The former Prime Minister declared that he will “find it very difficult to vote for something like this” then, not particularly helpfully, added that the UK should have done “something different”.
Perhaps Johnson thinks Sunak should have negotiated and signed a binding international treaty as bad as his Northern Ireland Protocol and then, a short time later, threatened to unilaterally rip it up. After all, keeping his word has never been high on Johnson’s agenda and he appears to think restoring the UK’s reputation as Perfidious Albion is an important part of his legacy.
Sunak might be tempted to give Johnson a taste of his own medicine and kick him out of the party in event that he does not back this key government policy. Johnson, a serial rebel under Theresa May, expelled 21 moderate Conservatives over their opposition to his Brexit plans, although he later relented about some amid an outcry.
However, such an act of revenge would simply create another toxic legacy of the Johnson years.
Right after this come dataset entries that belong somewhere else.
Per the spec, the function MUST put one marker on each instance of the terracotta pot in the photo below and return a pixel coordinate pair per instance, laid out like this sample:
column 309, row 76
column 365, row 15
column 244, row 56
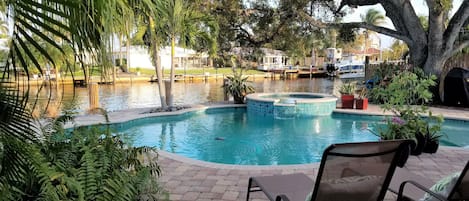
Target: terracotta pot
column 347, row 101
column 361, row 104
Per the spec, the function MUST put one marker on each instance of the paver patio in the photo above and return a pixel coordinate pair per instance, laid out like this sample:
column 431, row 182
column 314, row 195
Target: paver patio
column 188, row 179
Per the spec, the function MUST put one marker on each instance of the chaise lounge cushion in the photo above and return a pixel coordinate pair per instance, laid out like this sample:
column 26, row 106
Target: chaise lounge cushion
column 358, row 187
column 442, row 187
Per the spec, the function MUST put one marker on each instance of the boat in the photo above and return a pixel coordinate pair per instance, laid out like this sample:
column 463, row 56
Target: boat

While any political party is defined by its core values, there needs to be a considerable amount of tolerance of dissenting views, otherwise politicians are turned into lobby fodder or “nodding asses” as the SNP’s Alex Neil recently described some MSPs.
The outbreak of debate within the SNP following Nicola Sturgeon’s resignation statement shows what we have been missing during long years filled with party political rhetoric, trite soundbites and vitriolic abuse of opponents – genuine discussions about how to make life better.